Our domain and forest functional levels are 2008R2 and would like to get started using DFS (2008 mode) to take advantage of Access Based Enumeration so users only see the folders they have access to. I'm new to DFS and have read a lot about it but have a few questions before I create a namespace and start adding folders and targets..
I want to keep it simple but organized and need some advice with design. We have many departments and the goal is each department has access to their stuff and not everyone else's department. There are a several that float between departments and hope that DFS will help reduce the constant changing of NTFS permissions in folder structures. For example... there is an accounting dept. with dozens of folders in the accounting folder (just like all the other departments). Several people outside of accounting need access to only certain folders / files in the accounting dept.

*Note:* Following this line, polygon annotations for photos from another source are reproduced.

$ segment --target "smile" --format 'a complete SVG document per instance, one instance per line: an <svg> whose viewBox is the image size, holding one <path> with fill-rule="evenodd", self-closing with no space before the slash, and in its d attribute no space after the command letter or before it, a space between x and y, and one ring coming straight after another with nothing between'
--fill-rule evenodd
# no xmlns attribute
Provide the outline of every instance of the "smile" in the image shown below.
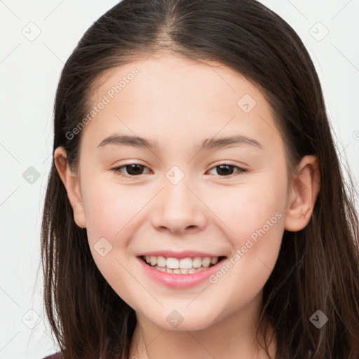
<svg viewBox="0 0 359 359"><path fill-rule="evenodd" d="M142 261L151 267L172 274L194 274L210 268L224 258L223 256L186 258L141 256Z"/></svg>

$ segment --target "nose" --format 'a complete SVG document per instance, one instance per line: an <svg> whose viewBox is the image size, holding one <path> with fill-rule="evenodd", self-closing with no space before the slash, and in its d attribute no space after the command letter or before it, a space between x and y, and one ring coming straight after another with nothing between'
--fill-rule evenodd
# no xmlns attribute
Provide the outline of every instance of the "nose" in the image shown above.
<svg viewBox="0 0 359 359"><path fill-rule="evenodd" d="M193 182L192 182L193 183ZM154 203L152 224L160 231L182 233L201 230L207 223L206 207L186 176L179 183L164 179L163 188Z"/></svg>

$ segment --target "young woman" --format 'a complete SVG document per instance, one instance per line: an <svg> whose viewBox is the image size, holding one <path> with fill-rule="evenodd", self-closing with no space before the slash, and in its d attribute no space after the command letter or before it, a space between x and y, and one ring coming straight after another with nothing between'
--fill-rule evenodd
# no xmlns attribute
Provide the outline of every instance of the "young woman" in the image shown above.
<svg viewBox="0 0 359 359"><path fill-rule="evenodd" d="M54 358L359 358L350 189L282 18L253 0L123 0L56 94Z"/></svg>

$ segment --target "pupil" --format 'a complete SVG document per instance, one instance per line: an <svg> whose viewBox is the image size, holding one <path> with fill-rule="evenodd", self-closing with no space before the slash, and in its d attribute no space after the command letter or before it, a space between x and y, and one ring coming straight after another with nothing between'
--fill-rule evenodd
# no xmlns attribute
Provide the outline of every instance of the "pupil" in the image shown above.
<svg viewBox="0 0 359 359"><path fill-rule="evenodd" d="M138 175L139 172L140 173L141 172L141 170L142 169L142 167L143 166L142 165L137 165L137 164L128 165L126 165L126 170L129 175ZM136 168L137 170L135 170Z"/></svg>
<svg viewBox="0 0 359 359"><path fill-rule="evenodd" d="M231 170L228 170L229 168L231 168ZM219 170L217 170L217 172L219 175L221 175L221 171L223 171L222 174L231 175L233 173L233 166L230 165L221 165L217 166L217 168L219 169ZM230 172L230 173L229 173L229 172Z"/></svg>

Here are the questions regarding design:
Do I make each department a namespace or just have 1 namespace like "data" and list all the departments under it? If I have just 1 namespace with all dept. under it do I create those folders "without" targets which is essentially the share name, then create those same folder names "with" targets to access the contents inside or is this going to get messy and unorganized?
This is where DFS came to mind... We had an IT meeting about the new file server and my suggestion for design was to make each parent folder a department name and give those groups access to their department folders and let inheritance do it's job. However, this is not how real life works and certain people in departments need to access other departments stuff like they do now. The boss said that with todays technology, when someone has access to a file it should be available to them from their normal data view without having to drill into another dept. folder to find the files they need to modify.

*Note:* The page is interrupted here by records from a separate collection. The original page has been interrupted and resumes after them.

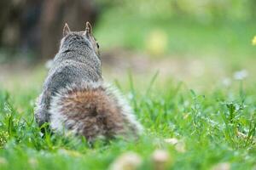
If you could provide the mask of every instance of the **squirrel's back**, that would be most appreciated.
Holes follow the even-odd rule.
[[[99,45],[86,23],[85,31],[71,31],[66,24],[35,110],[39,126],[54,132],[71,131],[88,140],[98,136],[137,136],[142,126],[124,98],[102,82]]]

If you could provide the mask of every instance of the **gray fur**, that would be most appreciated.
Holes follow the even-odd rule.
[[[71,32],[61,42],[59,52],[38,99],[35,118],[38,125],[49,122],[51,99],[59,89],[88,80],[102,80],[101,60],[95,43],[84,31]]]

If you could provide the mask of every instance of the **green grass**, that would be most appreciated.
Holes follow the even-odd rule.
[[[166,39],[164,55],[214,57],[230,60],[253,58],[253,20],[218,20],[203,22],[195,18],[142,16],[137,12],[108,10],[100,18],[96,37],[104,49],[125,48],[150,54],[148,42],[158,31]],[[242,57],[241,57],[242,56]]]
[[[152,153],[170,154],[168,168],[207,169],[228,162],[234,169],[256,166],[256,89],[234,82],[231,88],[195,93],[183,82],[148,82],[140,88],[129,76],[121,84],[145,131],[137,141],[97,141],[47,133],[41,137],[33,120],[37,88],[0,91],[1,169],[106,169],[122,153],[134,151],[143,159],[139,169],[153,169]],[[154,82],[156,82],[154,85]],[[255,84],[255,82],[254,82]],[[238,132],[244,136],[238,135]],[[177,151],[165,139],[183,141]]]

This is the big one I'm hoping to solve with DFS. Lets use the names Ed and Molly, Molly's in accounting and Ed is in HR. So in this new DFS setup there would be an accounting folder that Molly has access to and an HR folder that Ed has access to, but sometimes Ed needs to create / modify certain files buried in the accounting folder structure. I realize that Ed still needs NTFS permissions on those accounting documents to access them but here is where I hope DFS comes to the rescue. Instead of Ed having to go into the accounting folder structure or mapping a drive letter to that folder, we want him to see the accounting stuff he needs access to from the namespace connection which his folder target is HR. Can DFS do this and how? Meaning, when Ed's in his HR folder can he see accounting stuff he needs to get to somehow through folder targets?